The plans evolved to a three-night stay with two plays and two group meals. We paid in advance for the (expensive!) hotel and plays. I was planning to not participate in one of the plays, but the tickets were purchased anyway, so we did both. We also had reservations for group meals before each play.

Despite a rainy forecast, the weather turned out fine. It never did rain, and the temperatures were mild. 

We arrived Thursday evening. After checking in, we had dinner in nearby Times Square. Friday morning, after a casual group breakfast, Les, Cherie, Victor and I went to the American Museum of Natural History. Afterwards, we walked through some of Central Park to join most of the others for lunch at Tavern on the Green.

That evening was our group dinner and To Kill a Mockingbird. Victor had read the book in Spanish (from the L.A. library) ahead of time, so he was able to follow some of the action. I enjoyed the performance a lot. Now I need to re-read the book.

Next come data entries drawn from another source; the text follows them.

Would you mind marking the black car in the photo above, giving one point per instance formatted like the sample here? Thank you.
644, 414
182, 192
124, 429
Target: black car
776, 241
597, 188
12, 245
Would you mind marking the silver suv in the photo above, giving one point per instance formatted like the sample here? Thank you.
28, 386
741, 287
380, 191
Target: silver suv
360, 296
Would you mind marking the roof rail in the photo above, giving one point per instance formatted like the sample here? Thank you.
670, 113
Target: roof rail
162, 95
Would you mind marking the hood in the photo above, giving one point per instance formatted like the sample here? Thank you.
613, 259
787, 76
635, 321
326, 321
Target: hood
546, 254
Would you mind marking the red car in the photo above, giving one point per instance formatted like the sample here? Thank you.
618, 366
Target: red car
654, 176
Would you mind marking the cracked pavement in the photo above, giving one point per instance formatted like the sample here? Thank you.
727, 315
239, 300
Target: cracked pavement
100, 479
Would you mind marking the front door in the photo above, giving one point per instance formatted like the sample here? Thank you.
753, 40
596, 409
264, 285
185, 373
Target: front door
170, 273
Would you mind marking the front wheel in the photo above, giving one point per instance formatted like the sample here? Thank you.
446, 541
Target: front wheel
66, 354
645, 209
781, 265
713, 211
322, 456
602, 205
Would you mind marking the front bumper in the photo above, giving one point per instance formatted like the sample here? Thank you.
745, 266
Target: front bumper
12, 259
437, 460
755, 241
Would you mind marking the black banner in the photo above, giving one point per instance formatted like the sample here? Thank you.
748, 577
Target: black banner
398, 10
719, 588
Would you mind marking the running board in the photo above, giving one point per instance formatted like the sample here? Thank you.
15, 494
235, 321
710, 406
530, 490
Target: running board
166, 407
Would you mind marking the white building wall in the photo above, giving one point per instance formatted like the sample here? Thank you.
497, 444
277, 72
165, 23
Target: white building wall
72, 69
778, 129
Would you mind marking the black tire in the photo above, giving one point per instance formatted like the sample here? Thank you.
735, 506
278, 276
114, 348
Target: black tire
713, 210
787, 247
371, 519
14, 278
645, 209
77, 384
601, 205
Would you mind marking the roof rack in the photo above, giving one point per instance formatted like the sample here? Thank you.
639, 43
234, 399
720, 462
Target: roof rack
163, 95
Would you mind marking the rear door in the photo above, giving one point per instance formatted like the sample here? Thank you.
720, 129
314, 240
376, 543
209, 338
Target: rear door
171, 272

Saturday we had our group brunch followed by a Hadestown matinee. Before we left L.A., Victor watched videos of more than half of the songs with Spanish subtitles. He loved the musical.

Joel, Joan, Victor and I then walked to and on the High Line. It was OK, but much of it was narrower than I expected. It was also pretty crowded.

Cousins started leaving early Sunday, but Victor and I were not flying out until 8pm. In the morning, we took the subway to go on a Staten Island Ferry round-trip for the boat ride and views of the city and the Statue of Liberty:

Afterwards, we took the subway again to Central Park, planning to see the zoo. But we stumbled upon the Hispanic Day Parade on Fifth Avenue, and watched that instead.